Medo e culpa na prática de exercício


por Alexandre Luzzi   ilustração Marcelo Martins Ferreira*

É comum ouvirmos das pessoas que há uma relação de causalidade entre a prática de exercícios físicos e o conceito de saúde. É um posicionamento com raízes no consenso encabeçado, principalmente, pela comunidade médica e científica.

O certo e o errado, as relações de funcionalidade, os processos de intervenção em nosso próprio corpo, em nossas vidas, o que fazemos, o quanto fazemos, são mediados pelos manuais da ciência. Quando alguém quer fundamentar um argumento como “a verdade” diz que “os estudos científicos comprovam”.

Agora, se mudarmos essa perspectiva do sentido e do significado sobre o que entendemos como saúde a relação de causalidade é colocada em “xeque”. A maioria de nós assume que praticar exercícios é bom para a saúde e determinante para o pleno desenvolvimento em outros âmbitos de nossas vidas.

Pergunto: quais são as razões de tanta dificuldade em aderir a uma prática e uma rotina de exercícios?

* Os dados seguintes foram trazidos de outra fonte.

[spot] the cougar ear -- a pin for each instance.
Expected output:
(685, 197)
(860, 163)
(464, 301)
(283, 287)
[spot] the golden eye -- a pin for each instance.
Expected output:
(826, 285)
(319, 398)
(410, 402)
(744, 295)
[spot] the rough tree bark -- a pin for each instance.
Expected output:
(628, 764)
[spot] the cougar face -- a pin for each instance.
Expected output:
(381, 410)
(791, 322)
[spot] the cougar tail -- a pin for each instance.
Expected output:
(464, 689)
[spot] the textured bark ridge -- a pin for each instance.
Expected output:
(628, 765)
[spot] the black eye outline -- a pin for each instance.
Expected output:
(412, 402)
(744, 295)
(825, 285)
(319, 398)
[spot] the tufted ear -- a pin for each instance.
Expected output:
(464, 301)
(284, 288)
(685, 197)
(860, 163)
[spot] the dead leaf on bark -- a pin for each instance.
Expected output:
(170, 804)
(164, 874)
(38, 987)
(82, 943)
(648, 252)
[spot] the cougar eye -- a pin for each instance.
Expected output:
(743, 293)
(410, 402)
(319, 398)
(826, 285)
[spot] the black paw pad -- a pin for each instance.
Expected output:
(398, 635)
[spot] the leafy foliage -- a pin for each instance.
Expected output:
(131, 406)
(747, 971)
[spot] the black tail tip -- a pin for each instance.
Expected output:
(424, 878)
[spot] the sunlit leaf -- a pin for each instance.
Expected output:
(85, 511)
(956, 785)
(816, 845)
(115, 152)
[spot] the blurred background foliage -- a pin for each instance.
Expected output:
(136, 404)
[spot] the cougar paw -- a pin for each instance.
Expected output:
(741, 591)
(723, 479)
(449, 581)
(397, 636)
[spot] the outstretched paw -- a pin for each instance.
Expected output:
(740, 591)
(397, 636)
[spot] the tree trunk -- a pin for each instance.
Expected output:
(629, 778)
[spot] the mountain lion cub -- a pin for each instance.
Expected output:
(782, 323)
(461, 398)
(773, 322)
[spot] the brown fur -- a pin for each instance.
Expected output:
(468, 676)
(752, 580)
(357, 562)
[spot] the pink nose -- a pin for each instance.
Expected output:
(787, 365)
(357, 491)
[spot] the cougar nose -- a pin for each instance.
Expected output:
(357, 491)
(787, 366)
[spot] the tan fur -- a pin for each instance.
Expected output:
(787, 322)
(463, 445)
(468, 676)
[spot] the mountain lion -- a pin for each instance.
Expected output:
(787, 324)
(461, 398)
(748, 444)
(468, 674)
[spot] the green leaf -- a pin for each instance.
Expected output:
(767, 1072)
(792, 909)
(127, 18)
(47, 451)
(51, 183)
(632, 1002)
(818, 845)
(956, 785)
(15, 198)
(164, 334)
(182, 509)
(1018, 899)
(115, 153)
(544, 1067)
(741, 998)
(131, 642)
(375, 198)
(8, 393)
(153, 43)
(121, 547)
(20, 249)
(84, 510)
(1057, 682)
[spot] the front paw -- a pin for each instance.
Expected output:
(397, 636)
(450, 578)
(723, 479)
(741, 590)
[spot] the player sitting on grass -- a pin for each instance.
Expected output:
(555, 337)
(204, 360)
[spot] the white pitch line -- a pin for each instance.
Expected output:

Ausência de tempo, muito trabalho, filhos, falta de locais adequados, inadequação em relação aos ambientes oferecidos, pouca oferta de modalidades interessantes, incompetência profissional na prestação de serviço, cansaço, desinteresse, enfim... a lista é grande.

Observo diariamente pessoas que tentam iniciar uma prática corporal e desistem nas primeiras semanas. Tenho consciência que as barreiras citadas acima podem se tornar intransponíveis. No entanto, pouco iluminada pelos holofotes da nossa razão é a injunção exercício físico e saúde, essa, sim, a maior de todas as barreiras.

Sugiro ao leitor um pequeno exercício para melhor compreensão. Pegue um pedaço de papel e, em poucas linhas, escreva o que significa para você a palavra saúde. Em linhas gerais, perceberá que são as condições negativas que fazem a saúde existir. Ou seja, a saúde só pode ter sentido quando relacionada à doença. Logo, o principal elemento utilizado, de forma deliberada, para motivá-lo a praticar exercícios é uma emoção chamada medo.

Caso optem ao sedentarismo, o convencimento à prática de exercícios virá da alimentação do medo de doenças e a contrapartida dessa engrenagem gera um outro sentimento que conhecemos como culpa. Eis uma dupla quase imbatível para te convencer a praticar exercícios. E se você não praticar e adoecer: "a culpa é sua!"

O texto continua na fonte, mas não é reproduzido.